Who is to blame for rise in adolescent STDs among UK kids?
Children infected with diseases through having unprotected sex have reached unprecedented levels in the UK. Whilst the finger is being pointed at the government, others insist that shrinking moral standards are to blame.
An increase in the number of under 16-year-olds in Great Britain with a sexually transmitted disease has risen by a monstrous 58 percent. Many are blaming the government for the extraordinary increase, not only for their “complacent and lax” attitude when it comes to informing the young about sexual health, but also for slashing public health spending in recent years. Schools providing insufficient sex education are also regarded as contributing to the alarming levels of youngsters contracting infections like herpes and Chlamydia. But can the responsibility lie solely in the hands of the government and teachers? Or are the youngsters of today merely a product a society in which monogamous relationships and marriage have taken a back seat?
National screening reveals alarming statistics
According to government figures gathered by the Department of Health, the number of teenagers diagnosed with a sexually transmitted infection has doubled in the last five years, with the biggest increase, of 90 percent, being those infected with Chlamydia, the world’s most common STD. Norman Lamb, the Liberal Democrat health spokesperson, insists that the government is answerable because of a general disinterest and nonchalant attitude in the subject.
Lamb stated, “This shocking increase is a damning indictment of the government’s complacency when it comes to the sexual health of our children. The number of youngsters contacting sexually transmitted infections is very disturbing. Children must be informed about the risks involved in sexual relationships and taught how to be safe.”
Lamb sees the government’s reduction in spending on public health as also contributing to the increase in STDs as health services do not have the facilities or staff to provide adequate information to young people about sexual health.

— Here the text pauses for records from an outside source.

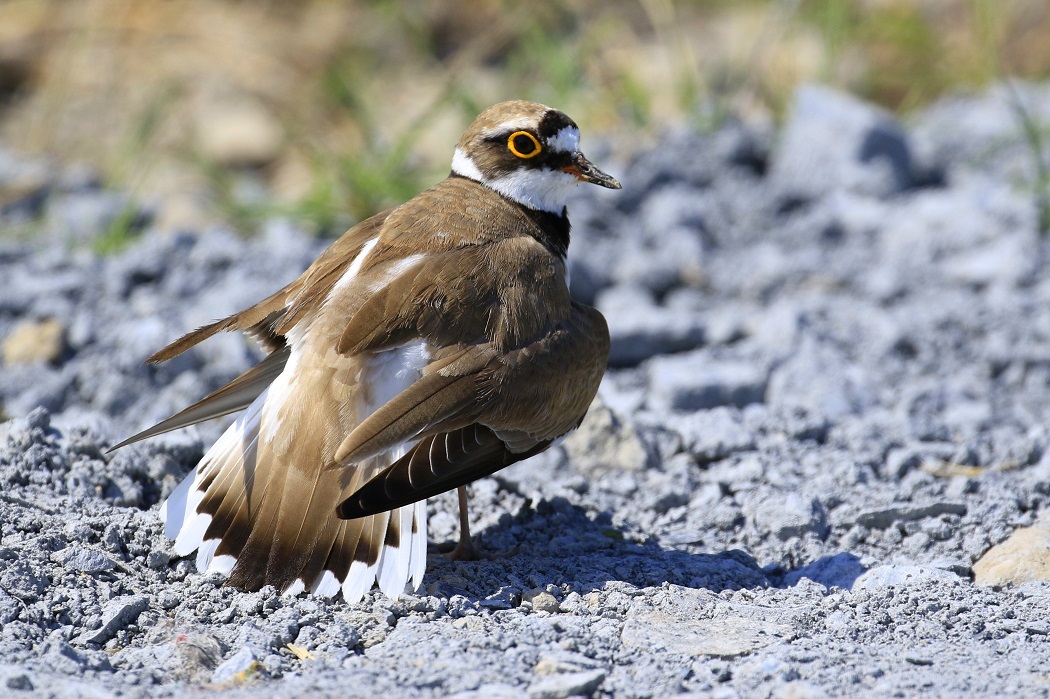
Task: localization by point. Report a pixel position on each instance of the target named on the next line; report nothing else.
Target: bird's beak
(584, 170)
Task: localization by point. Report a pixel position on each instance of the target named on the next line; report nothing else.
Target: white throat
(546, 190)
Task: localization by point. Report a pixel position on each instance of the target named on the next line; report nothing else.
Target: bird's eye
(524, 144)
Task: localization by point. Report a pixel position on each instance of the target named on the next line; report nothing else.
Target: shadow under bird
(431, 345)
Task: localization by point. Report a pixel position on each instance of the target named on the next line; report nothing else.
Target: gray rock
(84, 560)
(886, 516)
(696, 381)
(566, 684)
(240, 663)
(117, 614)
(639, 329)
(869, 152)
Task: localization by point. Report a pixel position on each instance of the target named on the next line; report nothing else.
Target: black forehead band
(553, 122)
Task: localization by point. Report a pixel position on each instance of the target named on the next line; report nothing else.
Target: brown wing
(269, 319)
(523, 400)
(436, 464)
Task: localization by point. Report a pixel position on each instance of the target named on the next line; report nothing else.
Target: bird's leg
(466, 550)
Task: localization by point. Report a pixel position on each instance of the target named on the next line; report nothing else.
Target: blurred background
(323, 111)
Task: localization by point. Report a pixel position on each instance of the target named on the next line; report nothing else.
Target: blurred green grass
(370, 97)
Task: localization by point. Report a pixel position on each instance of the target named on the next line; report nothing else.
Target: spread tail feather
(261, 521)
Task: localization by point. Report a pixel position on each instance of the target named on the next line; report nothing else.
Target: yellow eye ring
(524, 145)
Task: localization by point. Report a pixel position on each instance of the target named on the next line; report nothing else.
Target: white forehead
(566, 141)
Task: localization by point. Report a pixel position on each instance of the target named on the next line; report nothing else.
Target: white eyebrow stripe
(519, 124)
(464, 166)
(566, 141)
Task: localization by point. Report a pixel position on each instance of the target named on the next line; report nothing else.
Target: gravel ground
(830, 397)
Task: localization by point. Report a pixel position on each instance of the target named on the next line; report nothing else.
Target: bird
(431, 345)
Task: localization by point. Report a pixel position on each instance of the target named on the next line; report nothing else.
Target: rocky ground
(817, 465)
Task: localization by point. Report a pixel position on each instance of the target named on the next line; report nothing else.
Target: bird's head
(528, 152)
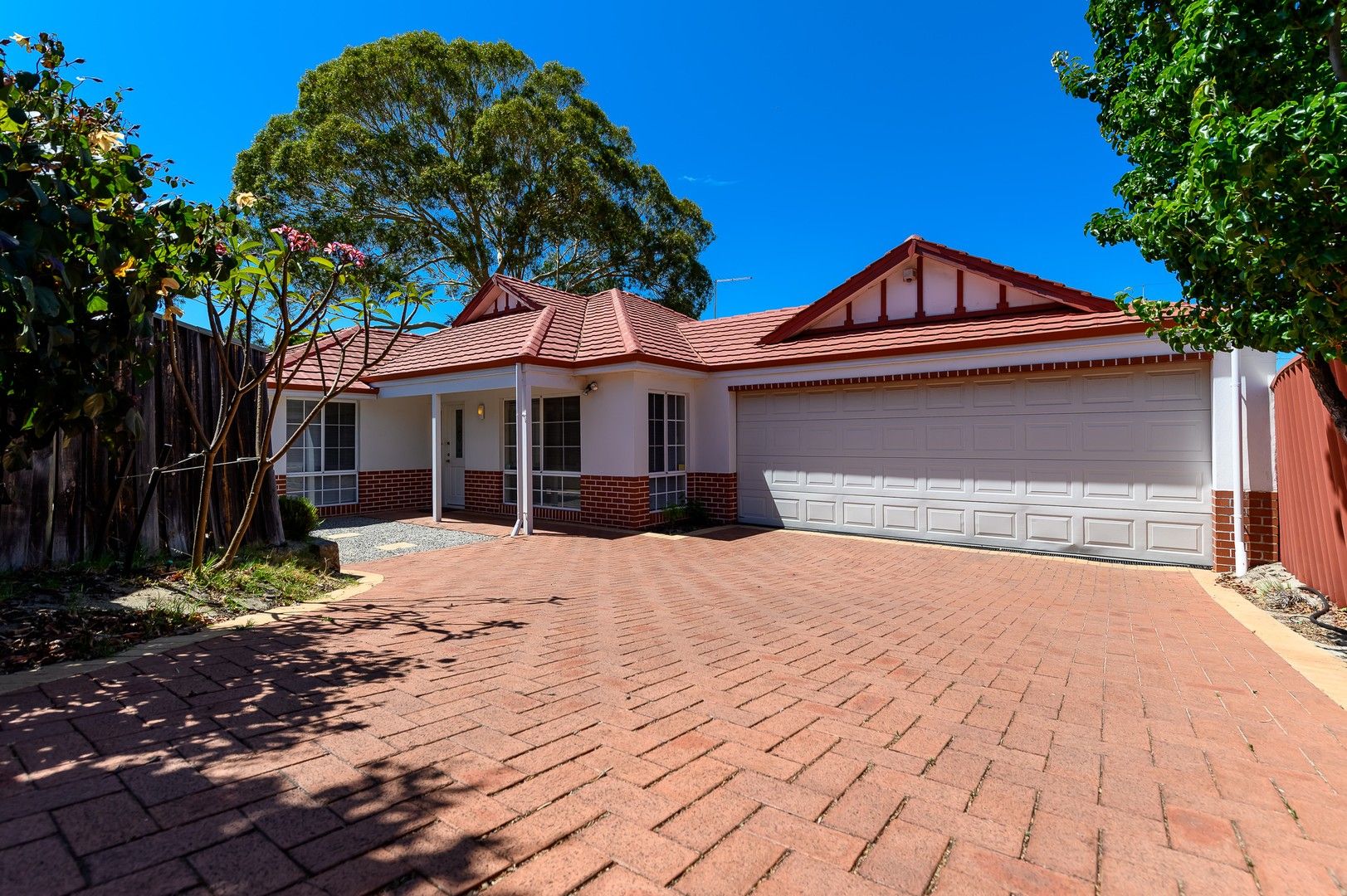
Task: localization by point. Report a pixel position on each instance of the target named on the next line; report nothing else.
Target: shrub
(298, 518)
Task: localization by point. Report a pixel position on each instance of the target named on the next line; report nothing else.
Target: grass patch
(89, 611)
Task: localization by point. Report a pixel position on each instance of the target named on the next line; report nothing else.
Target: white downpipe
(437, 470)
(1237, 392)
(523, 453)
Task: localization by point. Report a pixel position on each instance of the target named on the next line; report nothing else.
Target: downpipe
(1237, 391)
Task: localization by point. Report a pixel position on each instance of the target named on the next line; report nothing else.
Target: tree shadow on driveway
(310, 749)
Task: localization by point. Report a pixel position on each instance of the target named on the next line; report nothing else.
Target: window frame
(317, 484)
(553, 488)
(668, 485)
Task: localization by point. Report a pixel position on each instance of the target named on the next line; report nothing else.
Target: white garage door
(1107, 464)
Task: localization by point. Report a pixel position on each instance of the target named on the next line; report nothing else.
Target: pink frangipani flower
(346, 252)
(296, 240)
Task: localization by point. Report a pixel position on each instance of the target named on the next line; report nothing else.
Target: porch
(612, 448)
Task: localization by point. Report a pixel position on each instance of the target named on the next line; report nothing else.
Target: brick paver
(750, 710)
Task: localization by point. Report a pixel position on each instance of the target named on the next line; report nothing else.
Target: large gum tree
(454, 161)
(1232, 114)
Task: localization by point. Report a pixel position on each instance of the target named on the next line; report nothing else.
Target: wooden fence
(96, 507)
(1310, 483)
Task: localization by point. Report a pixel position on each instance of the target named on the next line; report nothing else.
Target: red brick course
(393, 490)
(622, 501)
(718, 492)
(711, 714)
(380, 490)
(1261, 539)
(979, 371)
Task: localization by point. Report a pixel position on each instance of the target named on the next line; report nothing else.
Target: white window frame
(668, 485)
(558, 489)
(317, 484)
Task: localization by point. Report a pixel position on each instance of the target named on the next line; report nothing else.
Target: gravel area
(363, 539)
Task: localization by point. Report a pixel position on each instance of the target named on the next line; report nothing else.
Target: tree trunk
(1331, 394)
(236, 542)
(198, 542)
(49, 533)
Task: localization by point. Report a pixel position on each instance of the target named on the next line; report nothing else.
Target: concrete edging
(69, 669)
(1323, 669)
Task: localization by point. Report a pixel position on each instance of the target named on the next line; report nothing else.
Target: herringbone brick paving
(750, 712)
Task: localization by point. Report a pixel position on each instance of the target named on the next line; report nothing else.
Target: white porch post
(525, 448)
(437, 426)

He added, “The government has slashed public health spending over recent years. This short-sightedness is putting a whole generation at risk of a sexual health crisis.”
Schools under attack
Schools in Britain are also being criticized for providing children with insufficient education about issues surrounding sexuality. Some teachers are being condemned for a tendency to uphold an old-fashioned approach which holds that, by providing information on the subject, they are actually giving permission for young people to become sexually active. Consequently complete abstinence is often the preferred advice. Liza Jones and two of her friends recently attended a screening for Chlamydia after reading a report that, if left undetected, the infection can lead to infertility – a serious consequence that they had not been informed about at school. 16-year-old Miss Jones said:
“Education about sex is virtually non-existent at our school. I read about Chlamydia and how it can cause fertility problems in a magazine and I was so worried I went and got tested. I think greater education about these diseases and how to avoid them at school would definitely lead to less [sic] kids becoming infected.”
Not just a British problem
The STD “epidemic”, and who is to blame for it, is not a crisis confined to the UK. In the US the levels of youngsters contracting sexually transmitted infections is also on the rise. According to the Centers for Disease Control, STDs are mounting at an alarming rate in the state of Arizona, where as many as a quarter of all girls aged 14 to 17 have Chlamydia, syphilis, gonorrhea or HPV. As in the UK, the root of the crisis, for many, lies in the slack attitude by the government and in schools. Bryan Howard, the president of Planned Parenthood Arizona, reiterates Lamb’s concerns and believes the problem is through a lack of sex education. According to Howard,
“I got better sexual health education in 1976 than the average young person in school is likely to get today.”
The death of monogamy and marriage
Although society during the last few decades has undergone a radical transformation and some believe the children of today are results of a civilization in which sex within wedlock and traditional family values are few and far between. Today, children are growing up in a society with a 52 percent divorce rate in which more and more people are not interested in married life and, for some, these “slacker values” can be blamed for the rises in sexually-related problems like STDs and teenage pregnancies. One teacher, known as J. G. Milly, says sex education is regularly taught at her school and argues that it shouldn’t be. She said,
“I disagree with sex education being part of the school systems. That is an issue parents need to be responsible for. The kids are not products of school teachings, they are products of their home circumstances. Nothing I do will shape these kids nearly as much as what their parents do. I play a part, yes, but a small part.”
Another teacher from the United States agrees that it is the values in contemporary society that responsible commenting,
“It’s not about education or the lack of education, it’s about morals. I am close to 50 and have worked with teens who have 2, 3, 10 times or more sexual partners than I have had during my entire life! Education is not the most important aspect that causes a reduction in sex, it is morals.”
Parents undoubtedly play a key role into the reasons why a growing number of children are becoming infected with sexually transmitted diseases. Rising divorce rates and “promiscuous” relationships are ultimately shaping children’s perception of sex and sexuality, as every action has a consequence. Pinpointing the blame solely on the government and teachers is surely inaccurate and unfair. Perhaps ministers, those in education, and parents should be working together to create a heightened awareness and a greater understanding of what has – as the recent figures released in Britain have shown – become a very worrying and pressing issue.